The Problem: Prompts Are Not Contracts
A user complained that their AI-generated newsletter used the word "delve" twice. That word had been in Ozigi's system prompt since day one. Gemini 3 used it anyway.
This isn't a bug. It's structural. Three things break the prompt-as-contract assumption in production:
- Attention dilution – The longer your system prompt, the less weight any single rule carries. By token 1,800, "don't use delve" competes with thousands of other instructions.
- Regression to training mean – LLMs pick high-probability tokens. A negative instruction is a soft constraint; training data is a hard prior.
- No inference-time ground truth – The model can't self-check compliance. Whatever leaves the softmax ships.
Prompts alone stop AI slop in about 80% of generations. The remaining 20% is where production reputation lives.
The Fix: A Code-Side Validator
Ozigi's solution is a two-layer defense. The banned lexicon lives both inside the prompt (prose rules for the LLM) and inside the code path (structured arrays for post-generation scanning).
A single source-of-truth file, anti-ai.ts, exports both the prose rulebook and the structured arrays. A dev-mode drift guard warns if the two diverge.
The validator runs four passes on every parsed draft:
- Pass 1: Vocabulary – Word-bounded, case-insensitive match against banned words like "delve", "tapestry", "robust".
- Pass 2: Phrases – Whole-token-sequence match against multi-word slop like "navigate the complexities".
- Pass 3: Openers and closers – Position-aware. Only fires if the term starts a sentence, paragraph, or post.
- Pass 4: Regex patterns – Structural tells: bold-colon prefixes (Architecture:), double-hyphen em-dashes, and contrast structures like "It's not X. It's Y."
Two precision details: code-block sanitization strips fenced blocks and inline code before scanning, and same-opener cadence detection flags three+ consecutive sentences starting with the same word.
The Retry Policy: One Bounded Retry
LLMs regress to the mean on every call. A second attempt usually fixes obvious tells. By the third, the model starts inventing new slop. By the fourth, you've spent 4× latency for diminishing returns.
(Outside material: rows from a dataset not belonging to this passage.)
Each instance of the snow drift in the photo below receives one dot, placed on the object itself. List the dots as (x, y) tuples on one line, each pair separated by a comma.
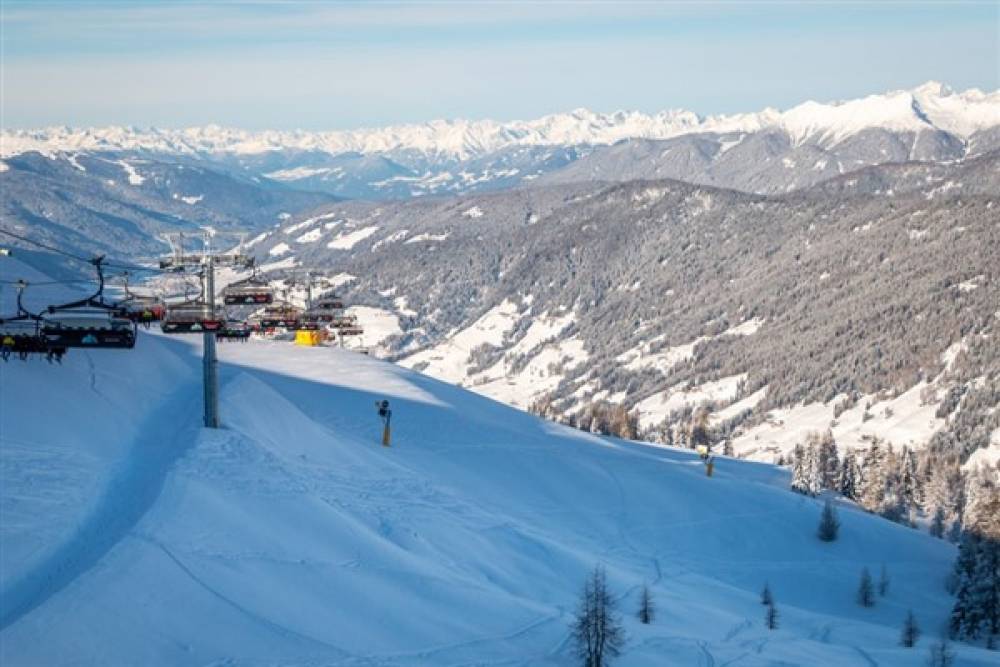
[(133, 536)]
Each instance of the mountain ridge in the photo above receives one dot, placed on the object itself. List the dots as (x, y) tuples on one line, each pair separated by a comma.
[(930, 106)]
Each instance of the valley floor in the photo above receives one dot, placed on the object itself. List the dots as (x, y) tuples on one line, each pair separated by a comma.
[(290, 537)]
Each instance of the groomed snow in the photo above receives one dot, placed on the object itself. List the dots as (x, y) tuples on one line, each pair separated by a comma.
[(291, 537), (348, 240), (280, 249)]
Ozigi caps retries at one. The repair directive is critical: "Do not paraphrase, rewrite from source." Paraphrase prompts keep the same sentence skeleton; rewriting from source forces a different shape distribution.
After retry, the validator runs again. The system keeps whichever response has the lower slop score, even if neither is fully clean. The user always gets the best of two attempts, plus a lexiconWarnings payload for a "regenerate?" badge.
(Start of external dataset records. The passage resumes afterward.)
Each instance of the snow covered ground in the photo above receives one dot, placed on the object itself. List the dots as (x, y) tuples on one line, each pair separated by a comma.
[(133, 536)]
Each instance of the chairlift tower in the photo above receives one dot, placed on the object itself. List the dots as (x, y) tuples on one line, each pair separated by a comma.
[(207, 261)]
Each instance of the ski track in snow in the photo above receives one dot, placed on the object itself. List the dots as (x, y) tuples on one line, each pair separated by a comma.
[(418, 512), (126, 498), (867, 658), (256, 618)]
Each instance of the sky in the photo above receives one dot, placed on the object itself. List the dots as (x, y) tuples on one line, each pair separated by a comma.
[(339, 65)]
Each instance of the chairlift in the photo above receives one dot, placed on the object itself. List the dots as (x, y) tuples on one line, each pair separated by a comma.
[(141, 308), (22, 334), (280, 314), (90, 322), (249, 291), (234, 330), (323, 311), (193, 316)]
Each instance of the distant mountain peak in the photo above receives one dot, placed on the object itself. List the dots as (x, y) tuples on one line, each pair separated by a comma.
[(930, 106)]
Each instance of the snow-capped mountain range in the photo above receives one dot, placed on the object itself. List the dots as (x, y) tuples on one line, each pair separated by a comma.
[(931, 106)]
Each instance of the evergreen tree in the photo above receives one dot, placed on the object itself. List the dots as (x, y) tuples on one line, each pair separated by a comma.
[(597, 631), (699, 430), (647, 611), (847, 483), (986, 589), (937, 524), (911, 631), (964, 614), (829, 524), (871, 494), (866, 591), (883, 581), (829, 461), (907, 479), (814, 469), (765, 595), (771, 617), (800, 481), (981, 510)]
Latency Numbers from 48 Hours in Production
| Scenario | Frequency | Extra latency |
|---|---|---|
| Validator scan, draft is clean | ~88% | < 5 ms |
| Retry triggered, succeeds | ~10% | +1 LLM call (3–8 s social, 15–40 s long-form) |
| Retry triggered, fails to clean | ~2% | +1 LLM call, ship cleaner of two |
Worst case is roughly 2× generation time. The validator scan itself is regex over a few KB of text, sub-5ms even on a 2,000-word article.
Why Not a Humanizer API?
The team considered piping output through a third-party humanizer, then a "tuning" pass. They rejected it:
- Cost stack – Humanizer adds at least one round trip for every generation. The validator only pays on the ~12% of drafts that need it.
- Detection arms race – Humanizers are trained to fool AI detectors, not to sound human. They introduce typos and fragmented sentences.
- Meaning loss – Humanizers regularly invert sentences or drop technical specificity. A re-tune pass on mangled output adds noise.
- Ownership – A humanizer is a black box. The banned lexicon is a TypeScript file. When a user complains about a word, add it to the array and the drift guard catches any mismatch.
What You Should Do Now
If you ship LLM output to end users, add a code-side validator. Start with a small banned list of your most-hated AI tells. Use a single retry with a "rewrite from source" directive. Measure latency and slop scores. Your users will thank you.